We’ve long accepted a standardised chunk size of 1MB, so perhaps this should be reviewed before it is set in stone?
Firstly, it is unfortunate that chunks have to be a standard size, but that is necessary for deduplication. Any other reasons?
Why does size matter? Well for various reasons I’ll leave out this post for now, but there will be a Goldilocks zone, ‘not too big and not to small’.
However, factors affecting that zone will change over time, and have almost certainly changed since David & now ex MaidSafe developers settled on the 1MB figure years ago.
So I pose two questions for this topic:
Is 1MB still optimal?
Are there ways that future adjustments can mitigate movement of the Goldilocks zone (not necessarily changing chunk size because that will be problematic)?
On the second point I wonder if a future upgrade could deal in groups of chunks although as soon as I start to consider how they would be addressed and located my head explodes.

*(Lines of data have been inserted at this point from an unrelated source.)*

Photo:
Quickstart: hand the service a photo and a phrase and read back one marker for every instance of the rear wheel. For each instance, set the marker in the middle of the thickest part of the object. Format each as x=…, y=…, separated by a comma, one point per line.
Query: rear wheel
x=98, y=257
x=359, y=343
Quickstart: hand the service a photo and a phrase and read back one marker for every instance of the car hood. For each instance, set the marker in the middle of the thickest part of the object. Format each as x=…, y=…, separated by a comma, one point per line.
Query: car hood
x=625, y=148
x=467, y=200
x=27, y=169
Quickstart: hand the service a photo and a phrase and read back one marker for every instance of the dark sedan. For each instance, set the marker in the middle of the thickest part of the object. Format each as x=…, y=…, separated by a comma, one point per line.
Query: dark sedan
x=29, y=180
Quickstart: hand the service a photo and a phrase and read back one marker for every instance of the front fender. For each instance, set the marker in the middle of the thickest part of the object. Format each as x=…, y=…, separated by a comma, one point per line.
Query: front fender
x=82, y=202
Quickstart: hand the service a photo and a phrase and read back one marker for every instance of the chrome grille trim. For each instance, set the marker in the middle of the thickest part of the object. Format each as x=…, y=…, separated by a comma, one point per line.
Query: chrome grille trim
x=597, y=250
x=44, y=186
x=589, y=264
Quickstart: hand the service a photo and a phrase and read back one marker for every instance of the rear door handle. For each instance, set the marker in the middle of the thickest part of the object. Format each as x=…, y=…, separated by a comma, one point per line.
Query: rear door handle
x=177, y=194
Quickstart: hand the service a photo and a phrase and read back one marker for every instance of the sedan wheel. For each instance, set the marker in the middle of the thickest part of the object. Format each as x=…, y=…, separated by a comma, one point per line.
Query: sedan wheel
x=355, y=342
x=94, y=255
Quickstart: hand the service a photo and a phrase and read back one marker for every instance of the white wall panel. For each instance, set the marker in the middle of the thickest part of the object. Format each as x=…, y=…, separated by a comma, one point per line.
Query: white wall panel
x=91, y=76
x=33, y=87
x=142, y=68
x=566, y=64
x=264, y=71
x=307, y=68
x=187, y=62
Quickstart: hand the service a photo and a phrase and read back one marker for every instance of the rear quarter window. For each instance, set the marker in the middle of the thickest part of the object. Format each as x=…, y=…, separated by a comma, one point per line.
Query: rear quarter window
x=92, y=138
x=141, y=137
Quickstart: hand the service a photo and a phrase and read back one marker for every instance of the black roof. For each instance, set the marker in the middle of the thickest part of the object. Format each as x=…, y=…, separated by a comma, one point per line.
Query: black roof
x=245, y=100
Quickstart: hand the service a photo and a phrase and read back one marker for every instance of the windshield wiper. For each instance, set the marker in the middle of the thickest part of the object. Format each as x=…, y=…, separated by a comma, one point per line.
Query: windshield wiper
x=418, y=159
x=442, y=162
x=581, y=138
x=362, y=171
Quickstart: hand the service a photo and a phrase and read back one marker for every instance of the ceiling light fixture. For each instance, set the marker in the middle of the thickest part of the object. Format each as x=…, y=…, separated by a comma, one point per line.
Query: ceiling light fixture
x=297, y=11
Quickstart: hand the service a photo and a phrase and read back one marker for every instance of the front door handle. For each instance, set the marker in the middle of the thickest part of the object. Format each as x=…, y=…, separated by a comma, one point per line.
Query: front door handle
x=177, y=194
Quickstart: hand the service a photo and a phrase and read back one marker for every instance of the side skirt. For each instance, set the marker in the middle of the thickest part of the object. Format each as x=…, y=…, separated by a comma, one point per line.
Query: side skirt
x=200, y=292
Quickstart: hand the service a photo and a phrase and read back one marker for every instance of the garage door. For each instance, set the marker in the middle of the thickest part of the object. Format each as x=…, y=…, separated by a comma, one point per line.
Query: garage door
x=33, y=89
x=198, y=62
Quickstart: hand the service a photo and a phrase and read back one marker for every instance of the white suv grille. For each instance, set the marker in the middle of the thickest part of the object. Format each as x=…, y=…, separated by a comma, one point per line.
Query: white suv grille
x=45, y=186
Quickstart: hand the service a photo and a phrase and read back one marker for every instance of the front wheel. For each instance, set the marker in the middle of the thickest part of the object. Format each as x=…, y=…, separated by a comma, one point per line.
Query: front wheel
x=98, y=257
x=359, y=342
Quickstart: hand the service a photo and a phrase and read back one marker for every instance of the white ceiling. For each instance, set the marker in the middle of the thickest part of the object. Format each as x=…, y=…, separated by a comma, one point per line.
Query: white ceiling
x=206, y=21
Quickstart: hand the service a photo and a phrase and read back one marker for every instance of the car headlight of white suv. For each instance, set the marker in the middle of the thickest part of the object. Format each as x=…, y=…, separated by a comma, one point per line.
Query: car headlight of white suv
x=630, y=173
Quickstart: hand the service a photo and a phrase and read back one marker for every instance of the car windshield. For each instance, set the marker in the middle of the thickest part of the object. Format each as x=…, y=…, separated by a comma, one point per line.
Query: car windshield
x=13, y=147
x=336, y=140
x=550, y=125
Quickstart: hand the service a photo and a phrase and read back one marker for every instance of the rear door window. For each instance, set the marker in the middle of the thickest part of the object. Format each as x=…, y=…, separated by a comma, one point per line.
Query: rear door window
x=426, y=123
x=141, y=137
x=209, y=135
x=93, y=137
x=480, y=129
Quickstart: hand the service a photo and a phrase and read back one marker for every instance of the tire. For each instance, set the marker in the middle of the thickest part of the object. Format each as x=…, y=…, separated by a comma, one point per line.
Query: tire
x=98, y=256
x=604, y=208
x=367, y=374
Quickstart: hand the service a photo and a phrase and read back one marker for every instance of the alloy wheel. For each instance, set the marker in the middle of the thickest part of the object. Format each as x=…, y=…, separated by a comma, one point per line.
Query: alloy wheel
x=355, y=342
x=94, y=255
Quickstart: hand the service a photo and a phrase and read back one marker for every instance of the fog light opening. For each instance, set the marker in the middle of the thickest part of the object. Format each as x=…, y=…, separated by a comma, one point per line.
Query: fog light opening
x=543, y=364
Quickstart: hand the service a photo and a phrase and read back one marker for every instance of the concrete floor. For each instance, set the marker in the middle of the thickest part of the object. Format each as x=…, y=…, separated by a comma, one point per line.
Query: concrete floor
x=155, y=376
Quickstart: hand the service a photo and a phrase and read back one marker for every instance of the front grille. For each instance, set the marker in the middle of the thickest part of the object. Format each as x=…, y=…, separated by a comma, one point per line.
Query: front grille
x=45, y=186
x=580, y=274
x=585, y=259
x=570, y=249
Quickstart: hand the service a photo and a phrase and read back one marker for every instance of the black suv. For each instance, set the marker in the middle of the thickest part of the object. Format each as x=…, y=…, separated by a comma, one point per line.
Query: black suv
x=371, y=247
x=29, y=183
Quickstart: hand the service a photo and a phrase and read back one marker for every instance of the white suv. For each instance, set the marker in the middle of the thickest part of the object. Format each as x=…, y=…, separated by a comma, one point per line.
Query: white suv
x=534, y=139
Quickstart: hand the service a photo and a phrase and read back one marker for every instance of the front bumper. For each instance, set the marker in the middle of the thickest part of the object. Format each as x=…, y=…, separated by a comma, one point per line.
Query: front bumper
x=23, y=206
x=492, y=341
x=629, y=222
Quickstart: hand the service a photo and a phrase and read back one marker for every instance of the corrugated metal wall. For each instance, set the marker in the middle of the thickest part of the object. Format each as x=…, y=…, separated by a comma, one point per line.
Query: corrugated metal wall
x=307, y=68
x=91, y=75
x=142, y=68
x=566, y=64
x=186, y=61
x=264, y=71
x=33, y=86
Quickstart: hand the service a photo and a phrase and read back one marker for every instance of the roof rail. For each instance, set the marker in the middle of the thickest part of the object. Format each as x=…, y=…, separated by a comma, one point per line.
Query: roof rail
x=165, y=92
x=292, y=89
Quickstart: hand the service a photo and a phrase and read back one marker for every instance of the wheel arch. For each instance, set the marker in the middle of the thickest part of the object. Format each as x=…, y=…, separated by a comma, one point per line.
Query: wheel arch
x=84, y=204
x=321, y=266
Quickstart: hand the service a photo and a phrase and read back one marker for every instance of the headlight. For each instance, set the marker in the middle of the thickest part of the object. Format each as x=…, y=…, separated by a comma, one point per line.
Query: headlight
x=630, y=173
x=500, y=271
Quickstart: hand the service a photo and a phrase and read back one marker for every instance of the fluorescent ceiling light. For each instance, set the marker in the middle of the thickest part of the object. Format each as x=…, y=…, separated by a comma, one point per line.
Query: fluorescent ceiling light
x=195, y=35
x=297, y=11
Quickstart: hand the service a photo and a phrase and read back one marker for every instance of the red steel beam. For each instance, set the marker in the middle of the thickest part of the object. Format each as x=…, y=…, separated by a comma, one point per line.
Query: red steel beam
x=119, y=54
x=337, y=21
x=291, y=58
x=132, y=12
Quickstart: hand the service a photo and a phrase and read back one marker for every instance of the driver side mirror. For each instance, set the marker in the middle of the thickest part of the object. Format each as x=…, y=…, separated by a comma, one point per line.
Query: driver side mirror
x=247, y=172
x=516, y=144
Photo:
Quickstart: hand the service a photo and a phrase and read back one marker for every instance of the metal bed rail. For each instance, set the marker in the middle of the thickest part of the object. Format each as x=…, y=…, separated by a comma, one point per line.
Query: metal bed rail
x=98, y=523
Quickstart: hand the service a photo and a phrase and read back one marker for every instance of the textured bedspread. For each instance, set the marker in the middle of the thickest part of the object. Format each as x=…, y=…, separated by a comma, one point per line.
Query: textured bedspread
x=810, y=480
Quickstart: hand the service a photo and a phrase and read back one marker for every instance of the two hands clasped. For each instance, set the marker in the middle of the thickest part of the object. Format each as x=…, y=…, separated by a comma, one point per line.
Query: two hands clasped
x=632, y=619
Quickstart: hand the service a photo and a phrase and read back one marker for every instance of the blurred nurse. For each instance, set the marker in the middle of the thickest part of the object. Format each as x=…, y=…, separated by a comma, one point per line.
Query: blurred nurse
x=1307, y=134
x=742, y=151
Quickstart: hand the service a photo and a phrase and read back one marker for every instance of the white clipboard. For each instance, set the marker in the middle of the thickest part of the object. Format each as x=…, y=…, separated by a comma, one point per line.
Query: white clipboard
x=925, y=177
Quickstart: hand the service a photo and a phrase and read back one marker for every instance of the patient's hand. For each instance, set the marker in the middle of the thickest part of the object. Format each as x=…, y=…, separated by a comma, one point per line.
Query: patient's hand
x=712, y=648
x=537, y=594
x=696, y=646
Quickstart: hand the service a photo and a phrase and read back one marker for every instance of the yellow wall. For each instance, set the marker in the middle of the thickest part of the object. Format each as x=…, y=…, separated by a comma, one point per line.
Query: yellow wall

MAX chunk size and storage size are both related magic numbers
Changing chunk size would be a difficult task in a live network as we cannot tell if existing chunks are from version 1 or not, so this may be a time to look at versions, although the only person that can reupload a chunk is the data map holder, who may be offline for a long period or forever)
chunks are unlinkable and information theoretically secured which is very secure but leads to other issues if we try and group them etc.
To clarify, chunk size affects deduplication in that if you change it, data is effectively going to be duplicated if uploaded after a change in chunk size. And since that also involves reuploading and possibly repayment, chunk size becomes a difficult thing to change once it has been set. Hence my wondering if chunks could be grouped together instead, but I don’t see how that could work.
So there’s a big question over whether it is ever likely to be feasible to change after launch, even if 1MB ceases to be a good choice as technology changes.
I think in earlier discussions one of the reasons for choosing 1MB was due to it suiting the transport layer. Perhaps fitting within a single packet? If so will use of QUIC and any other changes since it was set affect the reasoning?
Thinking a bit more about ways to change chunk size later…
I guess even after the chunk size had been changed, any uploader of an existing file could check first and see it has been uploaded with an earlier chunk size. Quite an expensive thing to check so not necessarily worthwhile?
A way to mitigate that costly check would be for the network to maintain a map between the hash of every public file and any data maps existing for the file (one for each chunk size that has been used). I’m not sure if that will affect privacy.
It’s not immediately apparent that it creates a privacy problem, but one it does create is how to store that map. It adds complexity but not that much, and might have extra benefits in terms of applications.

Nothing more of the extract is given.